Apartment complexes at 1440-1442 Lawrence Ave. E. in Toronto
David Watkin’s book on The Rise of Architectural History has always held for me an almost Darwinian appeal — which I’ve interpreted as a delicious recognition that the cultural value related to architecture has never been static but has had its own evolutionary process. This strikes at the heart of the idea of architecture as a monument forever holding meaning and veers towards architecture as something that is intrinsically mute. Architecture may have cultural meaning only as an interested community applies it, from time to time.

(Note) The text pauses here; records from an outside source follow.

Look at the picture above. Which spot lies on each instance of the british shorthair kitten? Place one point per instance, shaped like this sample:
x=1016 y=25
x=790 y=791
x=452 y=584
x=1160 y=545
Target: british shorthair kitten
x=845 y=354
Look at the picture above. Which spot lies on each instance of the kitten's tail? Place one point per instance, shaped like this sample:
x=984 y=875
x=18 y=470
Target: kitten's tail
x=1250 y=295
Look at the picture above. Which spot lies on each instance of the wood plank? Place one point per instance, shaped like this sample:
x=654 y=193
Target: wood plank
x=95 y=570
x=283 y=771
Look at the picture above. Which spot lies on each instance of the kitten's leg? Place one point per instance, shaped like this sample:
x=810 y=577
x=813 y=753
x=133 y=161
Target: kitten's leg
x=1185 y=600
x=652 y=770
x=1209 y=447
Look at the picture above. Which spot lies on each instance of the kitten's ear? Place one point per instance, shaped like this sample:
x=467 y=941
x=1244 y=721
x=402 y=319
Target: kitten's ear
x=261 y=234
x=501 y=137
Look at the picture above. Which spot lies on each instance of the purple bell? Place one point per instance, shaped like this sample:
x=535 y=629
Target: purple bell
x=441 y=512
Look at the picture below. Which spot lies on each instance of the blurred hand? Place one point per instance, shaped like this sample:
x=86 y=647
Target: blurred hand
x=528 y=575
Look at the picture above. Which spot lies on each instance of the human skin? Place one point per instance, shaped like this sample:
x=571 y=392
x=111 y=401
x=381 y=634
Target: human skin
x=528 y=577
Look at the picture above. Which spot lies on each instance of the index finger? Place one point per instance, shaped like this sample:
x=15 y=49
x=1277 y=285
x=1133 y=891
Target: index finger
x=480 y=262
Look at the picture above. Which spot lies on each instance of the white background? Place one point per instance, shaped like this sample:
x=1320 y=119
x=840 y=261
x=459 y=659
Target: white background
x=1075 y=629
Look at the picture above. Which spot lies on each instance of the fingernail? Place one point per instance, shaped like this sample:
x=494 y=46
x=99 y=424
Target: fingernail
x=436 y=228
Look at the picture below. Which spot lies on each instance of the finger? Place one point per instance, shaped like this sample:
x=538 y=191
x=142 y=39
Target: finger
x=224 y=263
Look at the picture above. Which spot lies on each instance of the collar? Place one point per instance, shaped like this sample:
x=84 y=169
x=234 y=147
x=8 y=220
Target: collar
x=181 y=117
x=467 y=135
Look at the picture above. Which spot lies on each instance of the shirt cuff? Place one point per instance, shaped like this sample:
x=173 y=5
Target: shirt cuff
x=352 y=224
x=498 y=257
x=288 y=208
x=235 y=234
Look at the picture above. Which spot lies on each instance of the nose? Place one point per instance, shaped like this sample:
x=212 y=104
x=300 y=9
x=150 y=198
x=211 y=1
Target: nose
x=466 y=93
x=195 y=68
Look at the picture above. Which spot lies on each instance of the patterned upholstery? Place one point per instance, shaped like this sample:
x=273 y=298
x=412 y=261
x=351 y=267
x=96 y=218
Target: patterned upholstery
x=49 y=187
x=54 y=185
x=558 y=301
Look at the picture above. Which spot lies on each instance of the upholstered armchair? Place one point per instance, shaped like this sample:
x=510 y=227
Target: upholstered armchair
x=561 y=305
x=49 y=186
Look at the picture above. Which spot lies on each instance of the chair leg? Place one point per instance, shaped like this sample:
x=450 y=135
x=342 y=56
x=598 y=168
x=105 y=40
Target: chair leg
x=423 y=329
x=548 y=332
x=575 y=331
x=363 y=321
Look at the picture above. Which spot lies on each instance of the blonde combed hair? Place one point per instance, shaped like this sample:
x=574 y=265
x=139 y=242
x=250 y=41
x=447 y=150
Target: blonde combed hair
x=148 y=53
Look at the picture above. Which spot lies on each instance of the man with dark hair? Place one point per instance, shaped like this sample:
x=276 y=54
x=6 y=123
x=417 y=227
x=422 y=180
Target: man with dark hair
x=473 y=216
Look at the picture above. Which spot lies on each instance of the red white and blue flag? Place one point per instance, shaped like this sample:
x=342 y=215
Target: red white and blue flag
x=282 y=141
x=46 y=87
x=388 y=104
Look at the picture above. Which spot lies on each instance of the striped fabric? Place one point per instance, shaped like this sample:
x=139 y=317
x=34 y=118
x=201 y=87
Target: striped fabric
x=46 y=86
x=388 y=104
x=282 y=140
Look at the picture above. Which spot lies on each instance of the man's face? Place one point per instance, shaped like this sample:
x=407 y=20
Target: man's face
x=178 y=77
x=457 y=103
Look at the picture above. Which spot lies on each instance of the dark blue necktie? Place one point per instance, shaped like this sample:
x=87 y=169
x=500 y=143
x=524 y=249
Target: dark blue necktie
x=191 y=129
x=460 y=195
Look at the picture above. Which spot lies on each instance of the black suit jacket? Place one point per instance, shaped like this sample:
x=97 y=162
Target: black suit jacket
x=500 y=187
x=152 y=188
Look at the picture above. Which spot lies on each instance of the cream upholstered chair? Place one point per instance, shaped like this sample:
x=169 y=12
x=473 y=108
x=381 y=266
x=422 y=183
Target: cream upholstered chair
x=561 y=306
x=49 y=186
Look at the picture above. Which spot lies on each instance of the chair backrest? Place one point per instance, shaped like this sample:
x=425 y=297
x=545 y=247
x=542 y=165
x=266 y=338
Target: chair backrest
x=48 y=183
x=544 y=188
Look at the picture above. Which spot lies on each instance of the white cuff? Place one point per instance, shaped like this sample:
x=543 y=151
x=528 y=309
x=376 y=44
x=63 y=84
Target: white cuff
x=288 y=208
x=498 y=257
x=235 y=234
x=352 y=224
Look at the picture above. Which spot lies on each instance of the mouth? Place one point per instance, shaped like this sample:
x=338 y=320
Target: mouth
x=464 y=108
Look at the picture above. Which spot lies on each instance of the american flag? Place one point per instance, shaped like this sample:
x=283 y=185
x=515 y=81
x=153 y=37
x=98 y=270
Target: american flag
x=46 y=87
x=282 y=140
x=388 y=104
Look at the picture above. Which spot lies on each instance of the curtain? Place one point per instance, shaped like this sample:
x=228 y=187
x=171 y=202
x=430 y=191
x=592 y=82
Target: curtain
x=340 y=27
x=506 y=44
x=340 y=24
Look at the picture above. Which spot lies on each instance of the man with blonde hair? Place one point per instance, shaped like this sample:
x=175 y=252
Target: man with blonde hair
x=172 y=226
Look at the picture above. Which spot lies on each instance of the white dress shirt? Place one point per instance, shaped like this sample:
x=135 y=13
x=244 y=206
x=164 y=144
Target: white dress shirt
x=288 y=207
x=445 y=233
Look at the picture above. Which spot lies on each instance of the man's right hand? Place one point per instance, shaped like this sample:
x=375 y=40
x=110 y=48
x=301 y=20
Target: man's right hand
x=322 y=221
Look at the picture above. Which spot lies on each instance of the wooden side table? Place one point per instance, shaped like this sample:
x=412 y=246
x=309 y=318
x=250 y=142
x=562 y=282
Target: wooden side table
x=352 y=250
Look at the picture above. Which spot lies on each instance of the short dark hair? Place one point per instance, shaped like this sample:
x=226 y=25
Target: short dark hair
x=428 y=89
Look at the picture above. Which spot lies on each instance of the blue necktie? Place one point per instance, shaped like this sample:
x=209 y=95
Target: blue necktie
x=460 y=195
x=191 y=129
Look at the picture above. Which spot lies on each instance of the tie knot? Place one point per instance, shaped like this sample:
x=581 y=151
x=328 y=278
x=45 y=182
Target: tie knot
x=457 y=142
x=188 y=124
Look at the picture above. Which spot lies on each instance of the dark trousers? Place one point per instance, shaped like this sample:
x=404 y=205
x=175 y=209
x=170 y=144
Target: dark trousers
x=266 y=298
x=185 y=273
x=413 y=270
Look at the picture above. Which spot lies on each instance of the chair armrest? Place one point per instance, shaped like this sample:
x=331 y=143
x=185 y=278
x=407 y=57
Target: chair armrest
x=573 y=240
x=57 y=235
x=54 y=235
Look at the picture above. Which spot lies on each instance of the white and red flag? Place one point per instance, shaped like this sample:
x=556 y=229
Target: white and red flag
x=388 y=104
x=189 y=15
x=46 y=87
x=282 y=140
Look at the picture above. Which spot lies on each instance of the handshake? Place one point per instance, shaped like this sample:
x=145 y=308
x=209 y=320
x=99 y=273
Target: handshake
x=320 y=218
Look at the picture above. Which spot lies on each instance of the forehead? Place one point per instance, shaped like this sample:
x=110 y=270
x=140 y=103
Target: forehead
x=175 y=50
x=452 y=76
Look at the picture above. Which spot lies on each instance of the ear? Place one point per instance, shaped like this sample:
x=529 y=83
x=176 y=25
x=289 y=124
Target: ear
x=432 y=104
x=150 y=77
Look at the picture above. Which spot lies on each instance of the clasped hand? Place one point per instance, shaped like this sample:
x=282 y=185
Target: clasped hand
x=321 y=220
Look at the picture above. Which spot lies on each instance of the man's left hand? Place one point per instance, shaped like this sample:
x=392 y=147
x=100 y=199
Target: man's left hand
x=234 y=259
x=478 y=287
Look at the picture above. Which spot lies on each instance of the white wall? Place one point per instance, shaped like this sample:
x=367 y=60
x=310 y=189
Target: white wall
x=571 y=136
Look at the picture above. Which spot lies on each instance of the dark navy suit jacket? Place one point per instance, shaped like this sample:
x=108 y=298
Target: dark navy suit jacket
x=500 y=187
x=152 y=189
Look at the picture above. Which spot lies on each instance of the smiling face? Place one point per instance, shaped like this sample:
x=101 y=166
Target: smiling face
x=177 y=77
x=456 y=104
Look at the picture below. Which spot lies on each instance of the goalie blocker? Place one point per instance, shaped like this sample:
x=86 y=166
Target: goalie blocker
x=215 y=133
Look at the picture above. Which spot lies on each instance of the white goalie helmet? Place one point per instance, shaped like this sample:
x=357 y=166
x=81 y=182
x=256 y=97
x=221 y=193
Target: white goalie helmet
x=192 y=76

Why and how do we apply meaning to architecture? The publication of Concrete Toronto by ERA and Coach House Books (edited by Graeme Stewart and myself) was intended as a deliberate provocation to explore this production of cultural meaning and valuation. We didn’t approach the topic as historians, but as architects. The writing in Concrete Toronto is intentionally addressed to a broad audience leaving the theory to lurk beneath the text, theory from architectural writers like Watkins and Juan Pablo Bonta, or sociologist Pierre Bourdieu, or philosopher Richard Rorty, or even the artists General Idea. We started with some of the city’s most neglected buildings and collected what Bonta would call the pre-canonic voices — the many different opinions about the buildings and how they are perceived. As architects we express our enthusiasms. We are honest but we also recognize that negativity does not make a city and that architects must have a heightened sense that it is their obligation not only to build buildings but to assist in the cultural production of their associated values. General Idea asked, “if we are artists, what do artists do?” and in producing Concrete Toronto we asked, if we are architects, what do architects do?